Over the past several weeks, there has been a big push for the committee to hold a hearing to investigate the widespread incidents at the Lackland Air Force base, in which thirty-one victims of sex crimes have been identified and twelve instructors are under investigation. One instructor, Sgt. Luis Walker, was sentenced to twenty years in prison this weekend for crimes including rape and sexual assault.
So far, many Republican Congressmen’s sentiments have mirrored Chafin’s, saying they want the Air Force investigation to be over before taking any action.
But Democratic Representative Jackie Speier has spoken on the House floor three times already about Lackland—she thinks it’s misguided wait for the results of a criminal investigation conducted by the Air Force bureaucracy that let the crimes happen in the first place. Her letter to leadership demanding hearings has garnered the signatures of seventy-seven Congressmen, and the advocacy group Protect Our Defenders also started a petition that, as of Wednesday, had more than 8,000 signatures. The group began a Twitter campaign Tuesday targeting McKeon with the hashtag #AskBuck.
For Protect Our Defenders, a closed-door briefing to delay a hearing is not enough.

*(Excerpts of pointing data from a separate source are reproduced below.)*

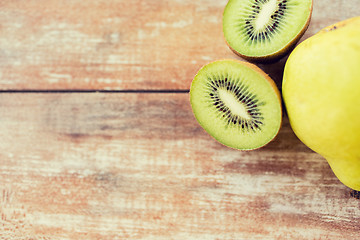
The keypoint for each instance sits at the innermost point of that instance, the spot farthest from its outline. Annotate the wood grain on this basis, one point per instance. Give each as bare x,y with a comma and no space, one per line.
118,44
138,166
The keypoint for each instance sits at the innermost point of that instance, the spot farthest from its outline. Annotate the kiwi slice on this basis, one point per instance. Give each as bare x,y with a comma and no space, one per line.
236,103
265,30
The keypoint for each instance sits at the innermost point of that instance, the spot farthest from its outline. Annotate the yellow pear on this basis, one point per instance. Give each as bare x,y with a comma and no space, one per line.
321,91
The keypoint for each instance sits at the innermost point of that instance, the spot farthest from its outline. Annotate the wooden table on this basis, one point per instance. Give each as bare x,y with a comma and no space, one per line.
98,140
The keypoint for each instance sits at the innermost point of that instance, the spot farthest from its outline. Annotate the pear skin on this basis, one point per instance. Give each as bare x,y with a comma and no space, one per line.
321,92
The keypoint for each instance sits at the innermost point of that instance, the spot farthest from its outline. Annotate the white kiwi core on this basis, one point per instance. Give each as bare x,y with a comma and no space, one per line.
236,107
264,17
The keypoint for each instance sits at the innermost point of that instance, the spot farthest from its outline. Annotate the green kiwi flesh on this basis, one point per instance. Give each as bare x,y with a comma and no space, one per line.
236,103
265,30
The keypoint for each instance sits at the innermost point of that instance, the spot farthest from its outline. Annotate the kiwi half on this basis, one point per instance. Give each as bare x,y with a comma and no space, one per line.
265,30
236,103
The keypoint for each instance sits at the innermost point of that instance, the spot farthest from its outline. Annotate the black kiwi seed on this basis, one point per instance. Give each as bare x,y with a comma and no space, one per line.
244,96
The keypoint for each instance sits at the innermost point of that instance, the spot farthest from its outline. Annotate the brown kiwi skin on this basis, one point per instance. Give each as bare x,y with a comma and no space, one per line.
274,87
274,57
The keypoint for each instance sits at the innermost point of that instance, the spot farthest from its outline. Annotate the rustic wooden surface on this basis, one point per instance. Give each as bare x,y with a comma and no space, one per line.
98,140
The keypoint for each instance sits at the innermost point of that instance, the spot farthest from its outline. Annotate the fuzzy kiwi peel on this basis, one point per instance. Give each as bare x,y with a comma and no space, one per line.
236,103
265,30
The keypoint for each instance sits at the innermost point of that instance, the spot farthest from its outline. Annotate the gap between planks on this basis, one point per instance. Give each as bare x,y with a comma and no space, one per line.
99,91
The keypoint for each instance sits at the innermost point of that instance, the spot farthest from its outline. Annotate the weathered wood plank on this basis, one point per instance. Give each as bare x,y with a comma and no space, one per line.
119,44
138,166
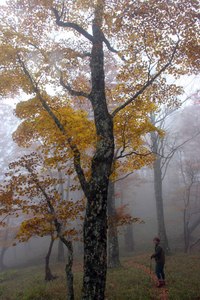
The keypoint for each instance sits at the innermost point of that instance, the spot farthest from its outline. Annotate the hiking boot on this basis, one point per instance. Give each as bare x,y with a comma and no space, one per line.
160,283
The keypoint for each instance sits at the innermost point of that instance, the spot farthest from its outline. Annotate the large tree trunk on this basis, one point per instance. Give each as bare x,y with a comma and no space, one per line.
129,238
113,244
68,268
48,274
159,203
95,224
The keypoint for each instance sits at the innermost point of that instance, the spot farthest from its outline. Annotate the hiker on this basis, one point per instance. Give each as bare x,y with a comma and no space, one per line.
159,257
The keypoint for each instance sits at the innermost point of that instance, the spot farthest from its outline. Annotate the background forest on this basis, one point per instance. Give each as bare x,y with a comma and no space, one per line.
100,131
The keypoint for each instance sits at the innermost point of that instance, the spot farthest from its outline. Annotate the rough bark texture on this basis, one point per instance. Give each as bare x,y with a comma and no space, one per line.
48,274
159,203
61,255
95,224
186,232
129,238
3,251
68,268
113,244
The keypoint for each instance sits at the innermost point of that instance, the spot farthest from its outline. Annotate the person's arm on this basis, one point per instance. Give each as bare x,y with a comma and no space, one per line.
157,252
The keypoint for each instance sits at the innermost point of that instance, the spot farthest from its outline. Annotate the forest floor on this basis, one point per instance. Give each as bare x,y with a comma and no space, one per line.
135,280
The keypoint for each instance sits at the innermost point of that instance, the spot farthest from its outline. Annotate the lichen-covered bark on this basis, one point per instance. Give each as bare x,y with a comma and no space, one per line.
129,238
95,224
48,274
113,244
159,203
61,257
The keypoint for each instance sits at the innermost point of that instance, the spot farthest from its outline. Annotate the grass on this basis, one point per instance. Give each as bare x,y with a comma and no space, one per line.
125,283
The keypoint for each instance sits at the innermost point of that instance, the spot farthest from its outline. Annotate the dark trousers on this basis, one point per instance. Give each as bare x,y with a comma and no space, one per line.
160,271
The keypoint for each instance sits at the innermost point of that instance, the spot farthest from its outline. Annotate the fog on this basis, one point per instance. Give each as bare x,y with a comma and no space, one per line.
135,193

“This is unacceptable. The widening scandal at Lackland demands a full congressional hearing and investigation — it is a matter of our national security,” said Nancy Parrish, president of the group, in a statement Wednesday. “Our armed forces’ top brass hasn’t fixed the epidemic of rape and sexual assault in our military and it is very apparent it needs to be addressed legislatively. Hearings are part of this process.”